Les pratiques de culte du christianisme recouraient en effet fréquemment à l’huile d’olive. A sa mort, Jésus fut enveloppé dans un suaire de lin après que son corps ait été couvert d’un mélange d’huile, de myrrhe et d’aloès, suivant d’anciennes traditions hébraïques et égyptiennes. L’habitude de porter des bases contenant des baumes sur les tombes est en revanche d’origine gréco-romaine. Jésus de Nazareth était d’ailleurs un oint du Seigneur et les noms Christ et Messie qui lui sont donnés signifient justement le « consacré par l’onction ». Dans la religion chrétienne, et catholique en particulier, la consécration des huiles revêt une grande importance dans le sacrement, le Jeudi Saint étant réservé également à la bénédiction des huiles conservées dans de précieux récipients.
Les Romains améliorèrent les méthodes de production de l’huile d’olive grâce aux savants et aux agronomes comme Aristote, Caton, Pline, Solon ou Vitruve. Les découvertes archéologiques ont permis d’acquérir des connaissances précises sur la récolte des olives, les presses, les meules et le mode de conservation des huiles. L’huile était obtenue selon deux modalités : le broyage et la pression des olives.

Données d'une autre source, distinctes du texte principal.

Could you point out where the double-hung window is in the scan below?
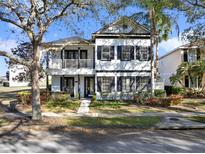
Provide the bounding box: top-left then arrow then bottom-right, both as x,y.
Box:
97,46 -> 114,61
136,46 -> 150,61
117,76 -> 136,92
97,77 -> 115,93
136,76 -> 150,91
117,46 -> 134,61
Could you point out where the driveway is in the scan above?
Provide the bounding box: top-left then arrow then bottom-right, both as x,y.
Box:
0,130 -> 205,153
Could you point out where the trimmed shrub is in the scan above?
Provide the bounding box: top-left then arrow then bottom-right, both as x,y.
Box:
169,95 -> 183,106
17,91 -> 32,104
52,92 -> 70,101
134,91 -> 152,104
144,95 -> 183,107
91,95 -> 97,102
154,89 -> 166,97
165,86 -> 185,96
17,90 -> 50,105
144,97 -> 160,106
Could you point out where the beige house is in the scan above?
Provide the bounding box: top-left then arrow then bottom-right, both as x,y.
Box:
159,40 -> 205,88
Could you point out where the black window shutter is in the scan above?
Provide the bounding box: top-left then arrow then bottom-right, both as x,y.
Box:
136,46 -> 141,60
196,48 -> 201,60
110,46 -> 115,59
184,50 -> 188,62
117,46 -> 122,60
97,46 -> 102,60
130,46 -> 135,60
130,77 -> 135,91
117,77 -> 122,91
110,77 -> 115,91
147,47 -> 152,61
184,76 -> 189,88
61,50 -> 63,59
136,76 -> 140,90
60,77 -> 63,91
97,77 -> 101,92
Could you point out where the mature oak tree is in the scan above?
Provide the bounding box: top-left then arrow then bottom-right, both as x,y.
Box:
0,0 -> 110,120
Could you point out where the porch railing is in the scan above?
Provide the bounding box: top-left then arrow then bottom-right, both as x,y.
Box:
49,59 -> 93,69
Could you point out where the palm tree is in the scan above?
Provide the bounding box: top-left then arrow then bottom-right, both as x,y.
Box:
170,60 -> 205,90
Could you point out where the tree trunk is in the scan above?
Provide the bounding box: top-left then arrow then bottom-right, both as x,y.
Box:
32,45 -> 42,120
149,9 -> 155,96
155,38 -> 159,79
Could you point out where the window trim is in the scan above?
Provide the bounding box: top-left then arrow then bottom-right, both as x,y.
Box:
100,45 -> 111,61
120,45 -> 134,61
97,76 -> 115,93
120,76 -> 136,93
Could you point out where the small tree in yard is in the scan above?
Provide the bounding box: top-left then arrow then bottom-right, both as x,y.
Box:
0,0 -> 113,120
6,42 -> 46,83
170,60 -> 205,91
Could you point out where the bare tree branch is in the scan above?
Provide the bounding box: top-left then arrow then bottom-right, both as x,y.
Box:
0,50 -> 31,67
185,0 -> 205,8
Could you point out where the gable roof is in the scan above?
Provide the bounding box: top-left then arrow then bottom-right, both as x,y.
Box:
45,36 -> 91,45
159,40 -> 205,60
93,16 -> 150,34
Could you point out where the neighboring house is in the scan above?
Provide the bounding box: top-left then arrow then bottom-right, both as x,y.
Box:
159,40 -> 205,88
9,64 -> 46,87
45,17 -> 151,100
9,64 -> 30,87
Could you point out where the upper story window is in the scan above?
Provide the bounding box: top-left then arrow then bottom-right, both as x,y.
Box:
64,50 -> 87,59
64,50 -> 78,59
136,76 -> 151,91
97,77 -> 115,93
117,46 -> 134,61
183,49 -> 200,63
97,46 -> 114,60
117,76 -> 136,92
136,46 -> 151,61
80,50 -> 88,59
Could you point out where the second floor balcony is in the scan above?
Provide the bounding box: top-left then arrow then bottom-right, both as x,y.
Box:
49,59 -> 94,69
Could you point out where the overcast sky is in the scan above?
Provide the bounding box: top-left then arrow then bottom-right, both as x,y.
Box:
0,8 -> 191,76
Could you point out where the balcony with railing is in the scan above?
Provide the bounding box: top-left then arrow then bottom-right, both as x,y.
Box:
49,59 -> 94,69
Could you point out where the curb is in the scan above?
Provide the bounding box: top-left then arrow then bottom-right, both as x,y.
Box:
154,125 -> 205,130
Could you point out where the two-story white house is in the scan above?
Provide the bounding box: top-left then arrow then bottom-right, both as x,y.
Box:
159,40 -> 205,88
46,17 -> 151,100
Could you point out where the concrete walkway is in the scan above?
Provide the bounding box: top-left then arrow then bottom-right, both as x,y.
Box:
77,99 -> 91,114
42,110 -> 205,118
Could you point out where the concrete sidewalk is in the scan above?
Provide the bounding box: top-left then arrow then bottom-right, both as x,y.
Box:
39,112 -> 205,118
1,112 -> 205,130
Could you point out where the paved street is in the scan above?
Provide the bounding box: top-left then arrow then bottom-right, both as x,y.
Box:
0,130 -> 205,153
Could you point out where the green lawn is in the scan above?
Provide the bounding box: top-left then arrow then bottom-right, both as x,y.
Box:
67,117 -> 160,128
181,99 -> 205,111
187,116 -> 205,123
0,118 -> 9,127
90,101 -> 170,114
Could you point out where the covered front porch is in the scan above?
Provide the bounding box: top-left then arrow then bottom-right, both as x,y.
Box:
51,75 -> 95,98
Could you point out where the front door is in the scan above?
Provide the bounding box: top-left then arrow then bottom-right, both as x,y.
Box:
85,77 -> 95,97
64,77 -> 74,97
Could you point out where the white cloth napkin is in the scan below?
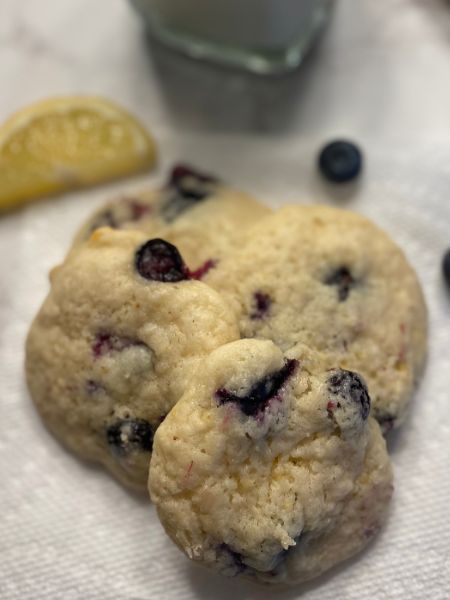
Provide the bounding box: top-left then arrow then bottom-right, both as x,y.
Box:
0,136 -> 450,600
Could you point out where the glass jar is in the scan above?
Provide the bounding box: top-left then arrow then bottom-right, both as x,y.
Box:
131,0 -> 332,74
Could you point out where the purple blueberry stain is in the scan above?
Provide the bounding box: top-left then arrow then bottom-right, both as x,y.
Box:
250,290 -> 272,320
135,238 -> 189,283
215,359 -> 298,417
92,332 -> 145,358
106,419 -> 154,457
324,266 -> 356,302
161,164 -> 218,223
327,369 -> 370,421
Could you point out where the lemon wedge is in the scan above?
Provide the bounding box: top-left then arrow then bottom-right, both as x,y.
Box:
0,96 -> 156,211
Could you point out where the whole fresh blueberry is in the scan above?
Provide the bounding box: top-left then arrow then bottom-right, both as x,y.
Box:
135,238 -> 189,283
106,419 -> 153,456
160,164 -> 219,223
319,140 -> 362,183
442,248 -> 450,287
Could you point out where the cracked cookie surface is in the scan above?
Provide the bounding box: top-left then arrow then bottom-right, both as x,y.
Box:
149,340 -> 392,583
205,206 -> 427,430
74,165 -> 271,270
26,228 -> 239,489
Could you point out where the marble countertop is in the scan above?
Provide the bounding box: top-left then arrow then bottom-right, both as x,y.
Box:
0,0 -> 450,144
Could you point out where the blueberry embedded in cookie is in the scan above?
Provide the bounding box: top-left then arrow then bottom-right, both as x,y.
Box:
68,164 -> 271,270
135,239 -> 188,283
149,340 -> 392,583
204,205 -> 427,431
215,359 -> 298,417
26,228 -> 239,490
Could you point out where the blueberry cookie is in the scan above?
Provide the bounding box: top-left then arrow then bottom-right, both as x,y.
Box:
149,340 -> 392,583
205,206 -> 427,430
26,228 -> 238,489
71,165 -> 271,278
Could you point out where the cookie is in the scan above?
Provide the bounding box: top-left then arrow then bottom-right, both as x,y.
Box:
26,228 -> 238,489
205,206 -> 427,430
70,165 -> 271,275
149,340 -> 392,584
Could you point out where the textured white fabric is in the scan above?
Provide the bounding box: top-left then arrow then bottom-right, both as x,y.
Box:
0,0 -> 450,600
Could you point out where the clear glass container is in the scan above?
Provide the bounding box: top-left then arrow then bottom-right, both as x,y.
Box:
131,0 -> 333,74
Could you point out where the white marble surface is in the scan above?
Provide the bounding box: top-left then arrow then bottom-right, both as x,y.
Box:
0,0 -> 450,600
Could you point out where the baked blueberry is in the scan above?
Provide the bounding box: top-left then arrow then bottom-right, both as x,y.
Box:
319,140 -> 362,183
327,369 -> 370,420
106,419 -> 153,456
325,266 -> 355,302
135,238 -> 189,283
216,359 -> 298,417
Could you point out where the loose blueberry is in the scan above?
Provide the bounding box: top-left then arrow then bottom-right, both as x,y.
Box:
442,248 -> 450,287
215,359 -> 298,417
92,333 -> 145,358
250,291 -> 272,319
135,239 -> 189,283
169,164 -> 218,200
106,419 -> 153,456
325,266 -> 356,302
327,369 -> 370,420
319,140 -> 362,183
161,164 -> 218,223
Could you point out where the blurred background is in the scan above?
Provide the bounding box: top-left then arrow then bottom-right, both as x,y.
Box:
0,0 -> 450,600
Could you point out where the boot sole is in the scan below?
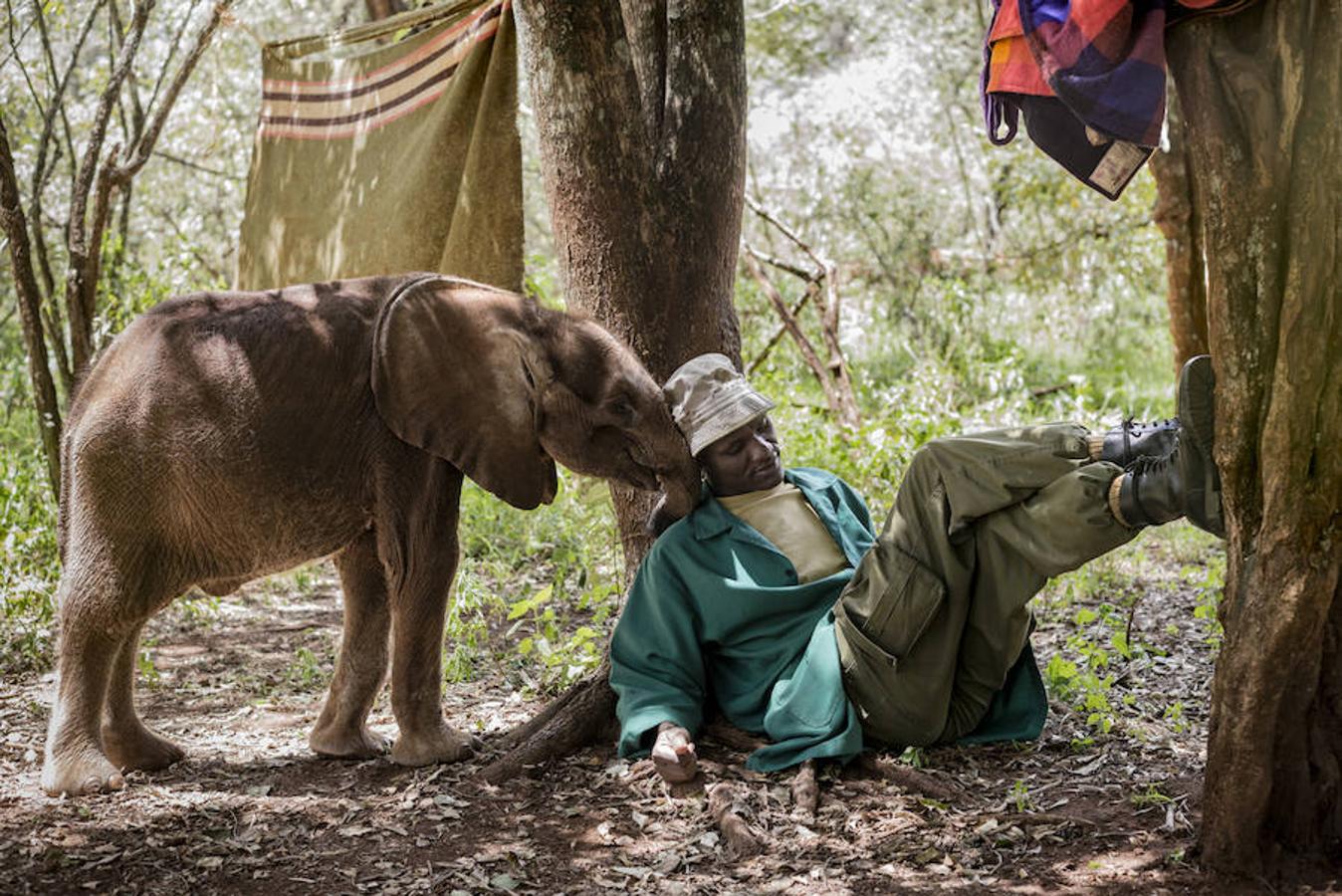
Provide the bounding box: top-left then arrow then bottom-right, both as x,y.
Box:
1179,354 -> 1226,538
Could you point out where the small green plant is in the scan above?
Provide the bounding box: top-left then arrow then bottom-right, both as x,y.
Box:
899,747 -> 927,769
285,646 -> 325,691
135,638 -> 159,688
1129,784 -> 1175,806
1006,778 -> 1034,811
1162,700 -> 1188,734
1183,553 -> 1226,653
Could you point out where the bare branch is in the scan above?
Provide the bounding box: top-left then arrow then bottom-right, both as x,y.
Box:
116,0 -> 235,182
153,149 -> 247,182
741,246 -> 839,399
32,0 -> 94,195
746,283 -> 818,377
0,118 -> 61,492
146,0 -> 200,116
66,0 -> 154,373
746,246 -> 824,283
746,196 -> 832,279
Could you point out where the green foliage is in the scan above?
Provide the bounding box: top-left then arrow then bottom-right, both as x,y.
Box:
0,410 -> 61,672
1181,554 -> 1226,653
444,471 -> 622,692
0,0 -> 1224,713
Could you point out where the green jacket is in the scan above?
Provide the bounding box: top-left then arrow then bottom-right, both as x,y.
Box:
610,467 -> 1046,772
610,468 -> 875,772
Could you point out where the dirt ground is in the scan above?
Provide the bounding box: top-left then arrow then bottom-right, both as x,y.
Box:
0,528 -> 1320,895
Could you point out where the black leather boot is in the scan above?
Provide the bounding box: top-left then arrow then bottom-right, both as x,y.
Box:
1118,445 -> 1184,529
1099,417 -> 1179,467
1118,354 -> 1226,538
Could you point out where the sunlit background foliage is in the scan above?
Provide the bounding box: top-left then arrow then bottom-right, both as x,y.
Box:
0,0 -> 1197,713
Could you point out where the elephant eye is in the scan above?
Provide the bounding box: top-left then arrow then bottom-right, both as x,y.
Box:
606,395 -> 639,426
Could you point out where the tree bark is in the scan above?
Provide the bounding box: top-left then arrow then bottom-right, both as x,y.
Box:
1169,0 -> 1342,876
1152,83 -> 1208,370
518,0 -> 746,568
486,0 -> 746,781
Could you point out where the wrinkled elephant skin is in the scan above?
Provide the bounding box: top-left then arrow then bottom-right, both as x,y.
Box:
42,275 -> 695,794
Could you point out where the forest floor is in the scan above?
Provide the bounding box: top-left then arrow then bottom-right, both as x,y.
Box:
0,527 -> 1320,895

La broyeuse la plus ancienne, la Canalis et Solis, était constitué d’une base de grandes dimensions, entourée de sillons circulaires sur lesquels les olives – souvent dénoyautées – étaient piétinées avec des sabots ou pressées avec des pierres. Le type Trapetum était en revanche composé d’une grosse pile en pierre ou d’un mortier autour duquel tournaient deux meules semi-sphériques. Enfin, la Mola Olearia était composée d’une base circulaire fixe au centre de laquelle était encastré le bras d’une meule à roue qui tournait autour de son axe.
Après la pression des olives, la pâte huileuse était introduite dans des paniers ou scourtins et soumise à la pression. L’huile s’écoulait dans un sillon, était récupérée dans un récipient puis versée dans un grand conteneur dans lequel elle était séparée de l’eau de végétation par décantation. L’introduction de grosses presses a alors marqué le début d’une nouvelle ère dans l’histoire de la production. Certains modèles seraient encore utilisés aujourd’hui mais ont été rattrapés par les systèmes modernes à cycle continu dans lesquels les olives sont broyées avec des disques ou des marteaux et passées dans une centrifugeuse pour séparer l’huile de l’eau de végétation et des grignons.
S’il est vrai que les techniques d’extraction de l’huile d’olive ont évolué, on peut constater que la méthodologie du travail est restée identique.